John Lemry, Emerson Investment Management (Large Cap Growth):

Mr. Lemry: If a company has underperformed the S&P 500 by 20%, our discipline requires us to review the holding, examine the thesis for owning the stock and make a case for continuing to hold the position. The decision to sell is not a rote decision, but unless the whole sector or industry is down, such as financials today, we will typically look for a good exit point. Examples of sales triggered by this process in 2007 were Genworth (GNW) and Kohl’s (KSS).Conversely, when stocks do very well and exceed their intrinsic values, we are also sellers. An example was Ambac, which hit our price target last year and we exited at $88. That was a particularly good sale for us as the stock is now trading at less than $12 per share.

John Kattar, Eastern Investment Advisors (Separate Account, Sector Specific) 

Mr. Kattar: The sell process is the opposite of the buy process. I mentioned before that we have three parts to our process: top-down, quantitative, and bottom-up, which is really the core of what we do. We are very conservative managers, so stocks have to score well on each of those three disciplines in order to find their way into the portfolio. In other words, it has to fit our macro themes, has to look good on our quantitative models and also has to be validated by our bottom-up inputs. In order for a stock to be sold, it only has to run afoul of one of those disciplines. The idea is that we don’t mind missing a very good stock because we have been too conservative — there are always other stocks to buy — but we do not want to hold a bad stock because we weren’t conservative enough.

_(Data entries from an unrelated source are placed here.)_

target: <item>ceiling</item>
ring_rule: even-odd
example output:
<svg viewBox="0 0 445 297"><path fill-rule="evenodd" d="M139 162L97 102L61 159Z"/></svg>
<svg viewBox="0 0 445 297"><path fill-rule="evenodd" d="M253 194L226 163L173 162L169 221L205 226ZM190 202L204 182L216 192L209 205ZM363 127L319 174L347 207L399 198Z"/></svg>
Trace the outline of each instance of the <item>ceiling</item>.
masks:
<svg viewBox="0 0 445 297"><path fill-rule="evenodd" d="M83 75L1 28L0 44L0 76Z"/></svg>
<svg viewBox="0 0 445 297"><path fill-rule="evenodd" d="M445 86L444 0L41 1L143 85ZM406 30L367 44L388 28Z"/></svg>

Jason Beckman, The Oxford Private Client Group (Top-Down, Equity and Fixed Income)

Mr. Beckman: We have a different discipline depending on whether the target is on the way up or on the way down. When we take a position, we will set a sell target on the way up technically. When we buy a stock at $30, we’ll set our target at, say, $39; that is a 30% return. When it hits $39, pretty much regardless of what happens, we will sell the position, period. On the way down, however, we will take a little different approach. It is not so much technically driven as it is fundamentally driven. If we buy the same stock at $30, we’ve done our due diligence and we believe that is a good place to purchase the stock. But also understand that we don’t go all in. If we are going to take, let’s say, a 4% position in a $30 stock, we are not going to take a 4% position on day one. We are going to work our position in over maybe four or five increments, so 1% or less on every placement.